Validation of Predictive Models for Response to Erythropoiesis-Stimulating Agents in Myelodysplastic Syndromes

Background: Erythropoiesis-stimulating agents (ESAs) increase hemoglobin, reduce transfusion requirements and improve quality of life in myelodysplastic syndromes (MDS), but many patients do not respond to treatment. Various scoring systems have been developed to predict which patients with MDS will respond to ESAs. The Nordic score derived by Hellstrom-Lindberg et al. stratifies patients based on the erythropoietin (EPO) level and transfusion frequency. Houston et al. have proposed another score which is based on EPO and the International Prognostic Scoring System (IPSS) risk group. The latter score has not yet been validated. We assessed the validity of these scoring systems in an independent cohort of patients with MDS.

Patients and methods: We conducted a retrospective cohort study including all patients with confirmed MDS based on bone marrow biopsy, aspirate or cytogenetic findings who were treated with ESAs at our institution from 2005 to 2013 and who had available follow-up information. Both the International Working Group (IWG) 2006 criteria and the Nordic study response criteria were used to assess treatment response. Statistical significance of both scores was assessed using Pearson's chi-squared test. Analysis was repeated with the score by Houston et al. dichotomized to low (0 or 1) or high (2 or 3).

Results: Of 180 patients diagnosed with MDS, 44 patients met our inclusion criteria. Forty patients were treated with epoetin alfa and 4 were treated with darbepoetin alfa. The mean age was 76.4 years and 61% were male. The mean pretreatment hemoglobin was 85.3 g/L. There was a significant difference in the treatment response between the Nordic score groups using the Nordic response criteria but the difference was insignificant using the IWG criteria (Table 1). We found no difference in treatment response between the scores by Houston et al. using either response criteria, however a low score (0 or 1) predicted a significantly better response than a high score (2 or 3). An EPO level less than 100 IU/L was a statistically significant predictor of treatment response but the IPSS designation was not.

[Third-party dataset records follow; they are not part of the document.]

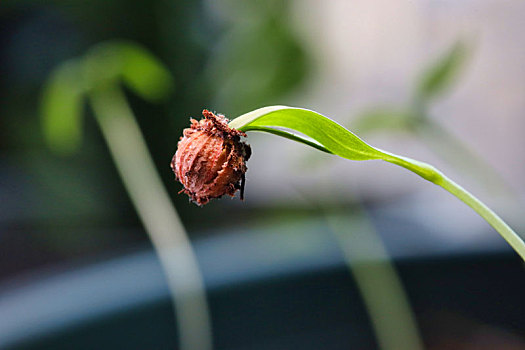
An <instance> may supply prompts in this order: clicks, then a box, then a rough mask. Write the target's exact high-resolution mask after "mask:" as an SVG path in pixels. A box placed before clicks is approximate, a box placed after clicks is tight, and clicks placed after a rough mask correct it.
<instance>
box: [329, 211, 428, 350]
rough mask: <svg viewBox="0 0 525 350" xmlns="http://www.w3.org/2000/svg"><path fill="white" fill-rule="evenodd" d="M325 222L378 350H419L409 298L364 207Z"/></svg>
mask: <svg viewBox="0 0 525 350" xmlns="http://www.w3.org/2000/svg"><path fill="white" fill-rule="evenodd" d="M327 221H328V224H329V226H330V228H331V231H332V233H333V236H334V237H335V238H336V240H337V242H338V245H339V247H340V248H341V250H342V252H343V257H344V259H345V263H346V265H347V267H348V269H349V271H350V272H351V273H352V276H353V277H354V279H355V281H356V285H357V288H358V289H359V292H360V294H361V297H362V298H363V302H364V305H365V307H366V310H367V312H368V316H369V317H370V322H371V324H372V328H373V329H374V333H375V335H376V339H377V342H378V345H379V348H380V349H382V350H397V349H411V350H422V349H423V348H424V347H423V342H422V340H421V337H420V336H419V330H418V326H417V322H416V320H415V317H414V314H413V312H412V309H411V307H410V301H409V300H408V296H407V295H406V293H405V290H404V288H403V283H402V282H401V280H400V278H399V276H398V274H397V271H396V269H395V267H394V264H393V262H392V260H391V259H390V256H389V254H388V252H387V250H386V248H385V247H384V245H383V241H382V239H381V237H379V235H378V234H377V232H376V230H375V229H374V227H373V226H372V224H371V222H370V220H369V218H368V216H367V215H366V213H365V211H364V210H357V212H355V213H353V215H352V216H351V217H350V216H348V215H344V214H343V215H338V216H333V215H327Z"/></svg>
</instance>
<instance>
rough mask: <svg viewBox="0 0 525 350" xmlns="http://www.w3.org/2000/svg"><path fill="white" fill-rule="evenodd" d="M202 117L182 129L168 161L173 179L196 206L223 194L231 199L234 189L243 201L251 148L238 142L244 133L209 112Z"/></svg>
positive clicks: (202, 113) (226, 120)
mask: <svg viewBox="0 0 525 350" xmlns="http://www.w3.org/2000/svg"><path fill="white" fill-rule="evenodd" d="M202 114H203V116H204V119H201V120H200V121H196V120H195V119H190V121H191V127H190V128H187V129H184V131H183V135H184V136H183V137H181V138H180V141H179V143H178V146H177V152H176V153H175V155H174V156H173V159H172V161H171V168H172V170H173V172H174V173H175V178H176V179H177V180H179V181H180V183H181V184H182V185H183V186H184V189H182V190H181V191H180V192H184V193H186V194H187V195H188V196H189V197H190V199H191V200H193V201H194V202H195V203H197V204H198V205H204V204H206V203H208V202H209V200H210V199H212V198H219V197H222V196H223V195H225V194H227V195H230V196H232V197H233V196H234V195H235V192H236V191H237V190H240V191H241V199H243V197H244V182H245V177H244V174H245V173H246V170H247V167H246V161H247V160H248V158H249V157H250V154H251V150H250V146H249V145H247V144H246V143H244V142H242V141H240V137H241V136H246V134H245V133H243V132H241V131H239V130H235V129H232V128H230V127H229V126H228V119H226V118H225V117H224V116H223V115H221V114H217V115H215V114H213V113H212V112H210V111H208V110H204V111H202ZM180 192H179V193H180Z"/></svg>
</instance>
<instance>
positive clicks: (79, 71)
mask: <svg viewBox="0 0 525 350" xmlns="http://www.w3.org/2000/svg"><path fill="white" fill-rule="evenodd" d="M120 81H122V82H123V83H125V84H126V86H128V87H129V88H130V89H131V90H132V91H134V92H135V93H136V94H137V95H139V96H140V97H142V98H144V99H146V100H149V101H153V102H155V101H160V100H161V99H163V98H166V97H168V96H169V94H170V93H171V91H172V89H173V81H172V79H171V76H170V72H169V71H168V70H167V69H166V67H164V66H163V65H162V63H160V62H159V61H158V60H157V59H156V58H155V57H153V55H152V54H151V53H150V52H148V51H147V50H146V49H144V48H143V47H141V46H139V45H137V44H134V43H132V42H123V41H114V42H105V43H103V44H99V45H97V46H96V47H95V48H93V49H92V50H90V51H89V52H88V54H87V55H86V56H85V57H83V58H80V59H71V60H69V61H66V62H65V63H63V64H62V65H60V66H59V67H57V68H56V69H55V70H54V71H53V72H52V73H51V76H50V78H49V81H48V83H47V84H46V86H45V87H44V91H43V97H42V112H41V113H42V117H43V129H44V134H45V138H46V141H47V142H48V144H49V145H50V147H51V149H52V150H54V151H57V152H59V153H63V154H71V153H74V152H75V151H77V149H78V146H79V144H80V138H81V134H82V130H81V129H82V113H83V108H82V106H83V102H84V100H85V98H86V96H85V95H86V94H87V93H88V92H89V91H90V90H91V89H93V88H96V86H97V85H99V84H104V83H106V82H116V83H119V82H120Z"/></svg>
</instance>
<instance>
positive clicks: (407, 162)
mask: <svg viewBox="0 0 525 350" xmlns="http://www.w3.org/2000/svg"><path fill="white" fill-rule="evenodd" d="M229 126H230V127H232V128H235V129H238V130H241V131H263V132H268V133H271V134H274V135H278V136H281V137H285V138H287V139H291V140H294V141H297V142H300V143H303V144H306V145H308V146H311V147H314V148H316V149H318V150H321V151H324V152H327V153H332V154H334V155H338V156H340V157H343V158H346V159H350V160H373V159H380V160H384V161H386V162H389V163H392V164H396V165H398V166H401V167H403V168H406V169H408V170H410V171H412V172H414V173H415V174H417V175H419V176H421V177H422V178H424V179H425V180H427V181H429V182H432V183H434V184H436V185H438V186H440V187H442V188H443V189H445V190H447V191H448V192H450V193H451V194H452V195H454V196H455V197H456V198H458V199H459V200H461V201H463V202H464V203H465V204H467V205H468V206H470V207H471V208H472V209H474V211H476V212H477V213H478V214H479V215H480V216H481V217H482V218H483V219H485V220H486V221H487V222H488V223H489V224H490V225H491V226H492V227H494V228H495V229H496V231H498V232H499V233H500V235H501V236H502V237H503V238H504V239H505V240H506V241H507V242H508V243H509V244H510V245H511V247H512V248H514V250H515V251H516V252H517V253H518V254H519V255H520V256H521V257H522V259H523V260H525V243H524V242H523V240H522V239H521V237H520V236H519V235H518V234H516V232H514V231H513V230H512V229H511V228H510V227H509V226H508V225H507V224H506V223H505V222H504V221H503V220H502V219H501V218H500V217H499V216H498V215H497V214H496V213H494V212H493V211H492V210H491V209H490V208H488V207H487V206H486V205H485V204H484V203H482V202H481V201H480V200H479V199H477V198H476V197H474V196H473V195H472V194H471V193H469V192H468V191H466V190H465V189H464V188H462V187H461V186H459V185H458V184H456V183H455V182H454V181H452V180H451V179H449V178H448V177H446V176H445V175H444V174H443V173H441V172H440V171H439V170H437V169H436V168H434V167H433V166H432V165H430V164H426V163H423V162H420V161H417V160H414V159H410V158H407V157H402V156H398V155H396V154H393V153H390V152H387V151H383V150H380V149H378V148H375V147H372V146H370V145H369V144H367V143H366V142H365V141H363V140H362V139H360V138H359V137H358V136H357V135H355V134H354V133H352V132H351V131H349V130H347V129H345V128H344V127H342V126H341V125H339V124H337V123H336V122H334V121H332V120H330V119H329V118H327V117H325V116H323V115H321V114H319V113H317V112H314V111H311V110H308V109H303V108H296V107H286V106H269V107H263V108H259V109H256V110H254V111H251V112H249V113H246V114H243V115H241V116H240V117H238V118H235V119H233V120H232V121H231V122H230V123H229ZM283 128H284V130H283Z"/></svg>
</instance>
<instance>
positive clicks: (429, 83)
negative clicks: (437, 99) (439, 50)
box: [417, 41, 468, 100]
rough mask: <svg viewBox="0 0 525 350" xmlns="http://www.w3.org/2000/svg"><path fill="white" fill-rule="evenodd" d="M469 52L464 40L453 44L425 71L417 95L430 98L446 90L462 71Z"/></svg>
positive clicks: (438, 94) (418, 95)
mask: <svg viewBox="0 0 525 350" xmlns="http://www.w3.org/2000/svg"><path fill="white" fill-rule="evenodd" d="M467 53H468V48H467V45H466V44H465V43H464V42H462V41H459V42H457V43H456V44H455V45H454V46H452V48H451V49H450V50H449V51H448V52H447V53H446V54H445V55H444V56H443V57H441V58H440V59H439V60H438V61H437V62H435V63H434V64H433V65H432V66H430V67H428V68H427V69H426V70H425V71H424V72H423V74H422V76H421V80H420V82H419V84H418V87H417V95H418V96H419V97H420V98H422V99H423V100H429V99H431V98H434V97H436V96H438V95H440V94H442V93H443V92H445V91H446V90H447V89H448V88H449V87H450V86H451V85H452V83H453V82H454V81H455V80H456V78H457V76H458V74H459V73H460V72H461V68H462V67H463V65H464V63H465V61H466V58H467Z"/></svg>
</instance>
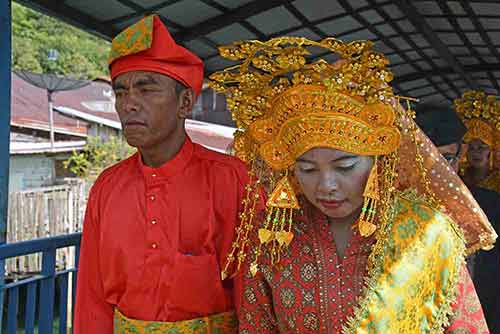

Conclusion: Our results have validated the Nordic score using the same response criteria as the original study, but our population size was not adequate to validate the Nordic score using IWG criteria. We have confirmed that patients with EPO levels below 100 IU/L respond to treatment significantly better than patients above 100 IU/L. Our data does not support the use of the IPSS risk group in predicting treatment response, but this result may be limited by the relatively small number of patients. Further studies exploring the predictive variables in MDS treatment with ESAs are warranted.